Come era abbondantemente prevedibile, le parole del sostituto pg di Genova Enrico Zucca hanno ancora una volta acceso i riflettori sui tragici fatti del G8 del 2001.

«Chi ha coperto i nostri torturatori, come dicono le sentenze della Corte di Strasburgo, sono ai vertici della polizia, come possiamo chiedere all’Egitto di consegnarci i loro torturatori?», si domandava Zucca l’altro giorno intervenendo ad un convegno sul diritto internazionale alla presenza dei genitori di Giulio Regeni. Immediata la replica stizzita al “parallelismo” con le forze di sicurezza del generale Al Sisi da parte capo della polizia Franco Gabrielli che ha definito «oltraggiose» le affermazioni della toga genovese. Sia il ministro della Giustizia Andrea Orlando che il pg della Cassazione Riccardo Fuzio, titolari dell’azione disciplinare, hanno comunque già fatto sapere che avrebbero acquisito l’intervento integrale del magistrato per gli accertamenti preliminari sulla sua condotta.

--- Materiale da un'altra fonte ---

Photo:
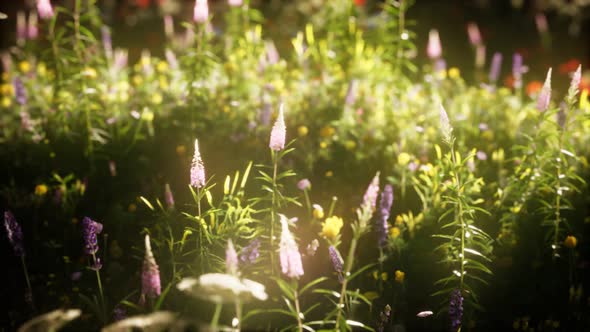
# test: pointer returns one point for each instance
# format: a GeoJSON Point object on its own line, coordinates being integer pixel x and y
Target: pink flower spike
{"type": "Point", "coordinates": [201, 11]}
{"type": "Point", "coordinates": [545, 95]}
{"type": "Point", "coordinates": [44, 8]}
{"type": "Point", "coordinates": [434, 49]}
{"type": "Point", "coordinates": [279, 132]}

Sempre ieri, in apertura di Plenum, il vice presidente del Csm Giovanni Legnini ha voluto esprimere alla polizia «piena fiducia e sostegno per l’opera insostituibile cui assolve, per la sicurezza nazionale», ricordando che a breve saranno emanate delle linee guida per «orientare i magistrati sulle modalità di esternazioni opportune». Per il consigliere togato del Csm Claudio Galoppi, infatti, le dichiarazioni di Zucca «sono di inaudita gravità e non meritano alcun commento». Ancora più dure il consigliere Antonio Leone che chiede il «trasferimento per incompatibilità ambientale». Con cadenza ormai periodica, la vicenda dell’irruzione nella scuola Diaz e quella della caserma di Bolzaneto infiammano i rapporti fra magistratura e politica.

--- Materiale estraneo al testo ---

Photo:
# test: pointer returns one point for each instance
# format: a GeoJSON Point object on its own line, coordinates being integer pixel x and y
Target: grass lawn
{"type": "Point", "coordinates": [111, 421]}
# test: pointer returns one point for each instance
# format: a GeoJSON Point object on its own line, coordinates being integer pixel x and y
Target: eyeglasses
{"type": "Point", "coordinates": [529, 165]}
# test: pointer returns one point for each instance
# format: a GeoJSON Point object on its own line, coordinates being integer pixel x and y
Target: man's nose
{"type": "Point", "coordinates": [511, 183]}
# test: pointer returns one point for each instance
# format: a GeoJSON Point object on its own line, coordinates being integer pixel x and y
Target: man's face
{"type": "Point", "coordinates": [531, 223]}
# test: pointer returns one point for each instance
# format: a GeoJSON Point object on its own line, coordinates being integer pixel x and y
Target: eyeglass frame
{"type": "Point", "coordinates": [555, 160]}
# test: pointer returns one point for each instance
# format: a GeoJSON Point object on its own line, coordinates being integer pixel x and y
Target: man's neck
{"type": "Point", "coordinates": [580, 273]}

Zucca, che da pm condusse le indagini sui pestaggi, non è nuovo a queste affermazioni. In una intervista aveva parlato anche di «totale rimozione» delle vicende del G8 e del rifiuto per anni da parte della polizia italiana, diversamente da quella straniere, di «leggere se stessa» per «evitare il ripetersi» di errori.

Anche in quella occasione immediata era stata la reazione dell’allora capo della polizia Alessandro Pansa che, d’intesa col ministro dell’Interno dell’epoca Angelino Alfano si attivò per aprire un procedimento disciplinare a carico del magistrato.

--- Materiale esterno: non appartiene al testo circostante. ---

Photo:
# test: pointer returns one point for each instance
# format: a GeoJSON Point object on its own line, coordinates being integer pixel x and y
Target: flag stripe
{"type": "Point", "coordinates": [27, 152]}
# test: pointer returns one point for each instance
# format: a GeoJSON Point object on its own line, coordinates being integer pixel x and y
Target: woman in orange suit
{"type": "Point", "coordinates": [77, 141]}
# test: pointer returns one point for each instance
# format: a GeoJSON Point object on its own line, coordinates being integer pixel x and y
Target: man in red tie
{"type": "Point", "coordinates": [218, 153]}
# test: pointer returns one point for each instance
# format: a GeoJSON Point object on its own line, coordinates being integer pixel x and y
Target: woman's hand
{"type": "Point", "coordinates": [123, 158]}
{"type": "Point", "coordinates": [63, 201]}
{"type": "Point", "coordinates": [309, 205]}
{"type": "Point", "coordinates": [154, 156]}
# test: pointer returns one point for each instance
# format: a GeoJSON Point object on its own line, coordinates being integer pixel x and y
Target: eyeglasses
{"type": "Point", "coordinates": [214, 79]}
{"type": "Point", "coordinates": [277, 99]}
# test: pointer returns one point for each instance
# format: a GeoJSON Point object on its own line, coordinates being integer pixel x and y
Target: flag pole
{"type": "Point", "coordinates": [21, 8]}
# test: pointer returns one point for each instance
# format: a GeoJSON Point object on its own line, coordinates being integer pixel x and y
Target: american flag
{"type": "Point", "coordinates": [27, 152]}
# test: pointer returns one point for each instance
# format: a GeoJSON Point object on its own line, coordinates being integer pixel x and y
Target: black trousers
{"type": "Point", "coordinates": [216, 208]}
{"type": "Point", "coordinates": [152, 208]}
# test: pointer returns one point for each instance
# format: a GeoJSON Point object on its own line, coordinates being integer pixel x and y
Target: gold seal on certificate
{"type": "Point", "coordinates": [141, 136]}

Magistratura democratica, la corrente di Zucca, difese allora il pm. La vicenda, polemiche a parte, è complessa. I poliziotti materialmente autori delle violenze sui manifestanti, che hanno determinato la condanna dell’Italia per tortura da parte della Corte Edu di Strasburgo, non vennero mai identificati. Un “muro di gomma” impedì di risalire ai nomi dei picchiatori in divisa.

Chi venne condannato furono invece i funzionari responsabili dei falsi verbali che trasformarono nelle armi «trovate sul posto» per inchiodare i black bloc le molotov portate poco prima dalla polizia nella scuola Diaz.

Funzionari che «hanno gettato discredito sulla Nazione agli occhi del mondo intero», scrissero i giudici e che sono stati condannati in via definitiva, aprendo la strada a maxi risarcimenti. Scontata la condanna, definito il procedimento disciplinare, sono tutti tornati in servizio secondo le regole ministeriali vigenti. Alcuni anche con incarichi di prestigio. Gilberto Caldarozzi è diventato il n. 2 della Dia, Piero Troiani, quello che portò fisicamente le molotov, dirigente della polstrada del Lazio. Un fatto che ha destato “perplessità”, come ricordato da Raffaele Cantone.